How long should it take to do zfs snapshot?

kjstech · Mar 17, 2014

I have two FreeNas 9.2.0 release boxes from two older Dell R200 1U servers. Since only 2 drives can fit in the chassis and I need a large volume and they don't make drives bigger than 4TB, I have them in RAID-0 configuration. I know, I know, raid-0 ... gasp! Well thats why theres two of these guys, since I figure one can replicate to the other which is identical config.

After formatted, the volume is about 7.1 TB. The primary has 3.94 TB of used space on it. ZFS is replicating to the other box over a dedicated 1gbps nic. In the reporting tab it looks about a constant 500mbps usage. Over an entire weekend I still don't think its done replicating.

The reason I say that is because on the second box under storage > active volumes, it shows 2.0 KB used, 756 KB available and only 823.5 KB in size.
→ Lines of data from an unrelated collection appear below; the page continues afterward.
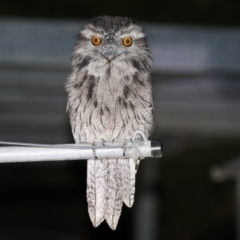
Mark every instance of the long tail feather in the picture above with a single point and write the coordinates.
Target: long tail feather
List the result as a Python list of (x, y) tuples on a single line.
[(96, 190), (114, 192), (129, 173)]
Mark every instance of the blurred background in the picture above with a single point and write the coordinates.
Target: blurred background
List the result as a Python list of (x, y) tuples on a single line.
[(193, 192)]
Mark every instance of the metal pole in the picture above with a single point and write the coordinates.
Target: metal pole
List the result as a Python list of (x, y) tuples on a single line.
[(38, 152)]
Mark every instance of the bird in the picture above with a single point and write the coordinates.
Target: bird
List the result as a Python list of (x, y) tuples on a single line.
[(109, 97)]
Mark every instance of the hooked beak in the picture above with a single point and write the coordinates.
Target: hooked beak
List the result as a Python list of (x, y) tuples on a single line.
[(110, 52)]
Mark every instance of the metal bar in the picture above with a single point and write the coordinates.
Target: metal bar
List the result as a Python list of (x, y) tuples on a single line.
[(39, 152)]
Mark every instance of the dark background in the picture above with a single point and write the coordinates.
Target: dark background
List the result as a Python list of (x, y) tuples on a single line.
[(214, 12), (47, 200)]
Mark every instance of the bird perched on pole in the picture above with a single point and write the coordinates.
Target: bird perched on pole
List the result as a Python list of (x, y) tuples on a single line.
[(109, 98)]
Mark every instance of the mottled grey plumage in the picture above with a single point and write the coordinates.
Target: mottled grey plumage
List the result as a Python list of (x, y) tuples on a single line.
[(109, 98)]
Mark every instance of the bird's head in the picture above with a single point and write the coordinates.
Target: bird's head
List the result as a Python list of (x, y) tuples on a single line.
[(111, 40)]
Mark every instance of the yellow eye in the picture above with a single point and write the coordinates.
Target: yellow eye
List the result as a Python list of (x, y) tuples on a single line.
[(127, 41), (96, 40)]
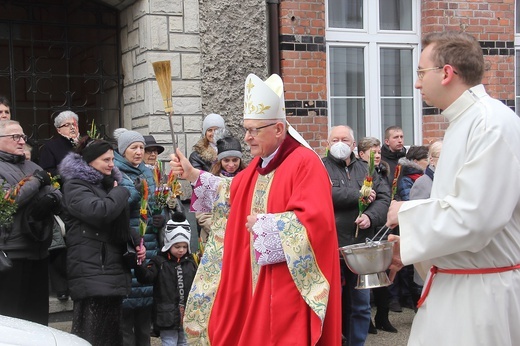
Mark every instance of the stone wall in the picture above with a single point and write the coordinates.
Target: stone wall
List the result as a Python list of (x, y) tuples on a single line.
[(212, 46), (162, 30), (233, 44)]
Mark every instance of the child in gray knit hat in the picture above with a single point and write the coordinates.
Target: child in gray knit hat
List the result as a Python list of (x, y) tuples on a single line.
[(126, 138)]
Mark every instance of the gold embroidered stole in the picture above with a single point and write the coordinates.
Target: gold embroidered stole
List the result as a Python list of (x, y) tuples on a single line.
[(205, 284)]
On the main unit it shows 3.9 TB used, 2.1 TB avail and 6.1 TB in size. Its set to snapshot once a day at 8 AM and keep 2 snapshots. Under ZFS Snapshots I have two:
auto-20140315.1448-2d
auto-20140316.1448-2d

So either on the receiving side the space is not ever calculated or the replication just never completes. But when I look at the interface traffic for the nic that replication is forced over, it seems like it may be completing nightly. I'll attach a screen shot. The low point on the graph was when I was trying rsync but as you can see I wanted to abandon it since its so slow. Prior to that was ZFS replication when I gave up on it the first time.
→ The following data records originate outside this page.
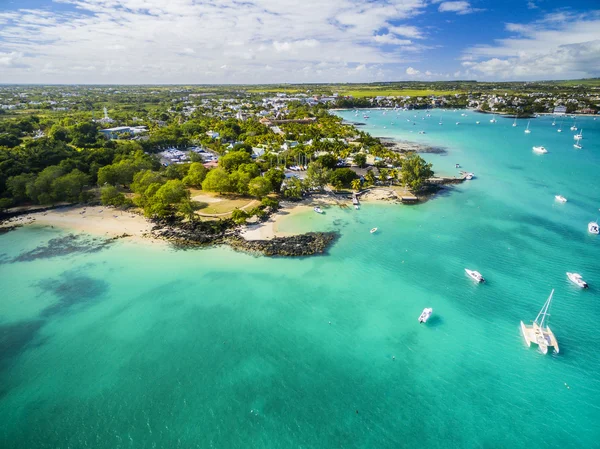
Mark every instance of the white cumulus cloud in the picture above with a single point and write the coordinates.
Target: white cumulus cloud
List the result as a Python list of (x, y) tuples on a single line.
[(185, 41), (559, 45)]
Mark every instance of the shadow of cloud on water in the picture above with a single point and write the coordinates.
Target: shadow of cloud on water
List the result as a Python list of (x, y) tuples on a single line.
[(64, 246), (71, 290)]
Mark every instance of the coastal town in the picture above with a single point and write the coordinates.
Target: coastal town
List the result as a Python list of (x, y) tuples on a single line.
[(214, 159)]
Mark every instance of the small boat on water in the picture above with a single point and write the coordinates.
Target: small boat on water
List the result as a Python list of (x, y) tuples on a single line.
[(576, 279), (475, 275), (425, 314), (539, 332), (560, 198)]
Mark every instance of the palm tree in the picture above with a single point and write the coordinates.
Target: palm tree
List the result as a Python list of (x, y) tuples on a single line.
[(394, 174), (383, 174)]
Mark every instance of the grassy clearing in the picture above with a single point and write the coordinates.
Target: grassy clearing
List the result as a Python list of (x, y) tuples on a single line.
[(373, 92), (214, 204)]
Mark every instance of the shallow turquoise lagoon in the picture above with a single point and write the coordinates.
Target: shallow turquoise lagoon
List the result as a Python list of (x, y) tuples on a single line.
[(131, 345)]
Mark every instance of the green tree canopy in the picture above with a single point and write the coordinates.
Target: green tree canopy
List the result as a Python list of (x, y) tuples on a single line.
[(217, 180), (196, 174), (232, 160), (259, 187), (317, 175), (415, 171)]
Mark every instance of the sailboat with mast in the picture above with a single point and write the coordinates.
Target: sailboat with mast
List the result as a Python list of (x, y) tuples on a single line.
[(539, 332)]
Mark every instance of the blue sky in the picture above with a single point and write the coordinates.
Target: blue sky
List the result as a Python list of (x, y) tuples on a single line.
[(273, 41)]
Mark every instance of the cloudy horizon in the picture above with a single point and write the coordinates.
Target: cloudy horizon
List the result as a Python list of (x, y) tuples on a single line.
[(277, 42)]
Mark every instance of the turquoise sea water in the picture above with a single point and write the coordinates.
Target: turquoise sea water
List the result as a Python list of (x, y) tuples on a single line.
[(134, 345)]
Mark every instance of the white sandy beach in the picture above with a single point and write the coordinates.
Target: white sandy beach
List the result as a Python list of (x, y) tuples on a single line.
[(96, 220)]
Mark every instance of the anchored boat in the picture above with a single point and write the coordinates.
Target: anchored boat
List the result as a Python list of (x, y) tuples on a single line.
[(425, 314), (576, 279), (539, 333), (560, 198), (476, 275)]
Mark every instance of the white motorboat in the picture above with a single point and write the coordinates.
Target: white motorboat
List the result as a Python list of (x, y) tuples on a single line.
[(576, 279), (475, 275), (537, 333), (425, 314)]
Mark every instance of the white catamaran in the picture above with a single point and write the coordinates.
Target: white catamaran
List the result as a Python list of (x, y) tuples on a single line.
[(539, 332)]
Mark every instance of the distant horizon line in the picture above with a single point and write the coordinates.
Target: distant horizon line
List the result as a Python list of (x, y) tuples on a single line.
[(301, 84)]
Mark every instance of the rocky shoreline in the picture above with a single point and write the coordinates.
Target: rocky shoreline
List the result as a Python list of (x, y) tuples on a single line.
[(405, 146), (187, 235)]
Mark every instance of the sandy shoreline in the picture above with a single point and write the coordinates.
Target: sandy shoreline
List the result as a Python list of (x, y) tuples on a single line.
[(96, 220), (109, 222)]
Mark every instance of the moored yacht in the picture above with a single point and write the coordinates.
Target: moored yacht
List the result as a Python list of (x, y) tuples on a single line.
[(560, 198), (476, 275), (576, 279), (539, 332), (425, 314)]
Memory shows 6gb used out of 8gb installed. They said 1gb for every tb of storage and formatted, minus snapshots its about 7.1tb so I have an extra gig. Not doing anything crazy like dedupe or compression. Just samba and zfs replication.
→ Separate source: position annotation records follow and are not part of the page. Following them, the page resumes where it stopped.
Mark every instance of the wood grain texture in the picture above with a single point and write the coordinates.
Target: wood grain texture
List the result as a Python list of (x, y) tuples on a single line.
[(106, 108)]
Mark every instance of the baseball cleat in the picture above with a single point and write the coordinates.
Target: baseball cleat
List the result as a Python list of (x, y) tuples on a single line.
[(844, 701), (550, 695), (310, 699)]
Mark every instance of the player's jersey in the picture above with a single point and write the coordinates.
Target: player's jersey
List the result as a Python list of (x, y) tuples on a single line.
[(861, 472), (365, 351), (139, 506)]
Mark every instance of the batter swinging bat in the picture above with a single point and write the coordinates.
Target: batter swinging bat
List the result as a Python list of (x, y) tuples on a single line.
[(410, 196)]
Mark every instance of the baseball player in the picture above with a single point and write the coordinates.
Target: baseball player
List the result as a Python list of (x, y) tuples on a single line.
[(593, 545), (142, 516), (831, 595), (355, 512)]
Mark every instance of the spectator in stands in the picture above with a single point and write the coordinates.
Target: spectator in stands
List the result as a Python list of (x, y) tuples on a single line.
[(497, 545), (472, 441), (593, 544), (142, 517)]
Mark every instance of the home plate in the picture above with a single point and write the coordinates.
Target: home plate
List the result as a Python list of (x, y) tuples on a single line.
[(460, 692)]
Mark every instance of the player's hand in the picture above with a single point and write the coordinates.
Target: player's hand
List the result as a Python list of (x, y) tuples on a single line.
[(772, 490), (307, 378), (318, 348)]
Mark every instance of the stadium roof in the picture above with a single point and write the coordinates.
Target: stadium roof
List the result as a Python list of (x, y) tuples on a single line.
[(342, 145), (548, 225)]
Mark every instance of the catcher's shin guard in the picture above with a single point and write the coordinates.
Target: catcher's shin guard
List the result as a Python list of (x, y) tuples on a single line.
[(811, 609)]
ser_rhaegar · Mar 17, 2014

Try running

Code:

zfs list -o space

on the second box. This will list all the datasets and used space. You should see the datasets from the first box in this list if replication is working properly.

cyberjock · Mar 17, 2014

Yeah. those weird <1MB numbers are because replication is in progress(for various definitions of "in progress"). Nothing is wrong, it's just that the FreeNAS GUI doesn't understand what is going on. I'd look at network traffic and I'd look at "zpool status 1". If there's no network traffic and no zpool activity then something is wrong on your destination box. I will say that 8GB of RAM is a bit small, and if you can afford going to 16GB I'd definitely recommend it. The 1GB of RAM per TB of storage is a thumbrule, and it doesn't specify raw storage or total available user storage. It also doesn't mention a minimum(such as 8GB of RAM plus 1GB per TB). 8GB makes the system not crash. More RAM will only make things run smoother. You may have an issue where your ZFS cache just isn't big enough for the load it's being handed to function properly.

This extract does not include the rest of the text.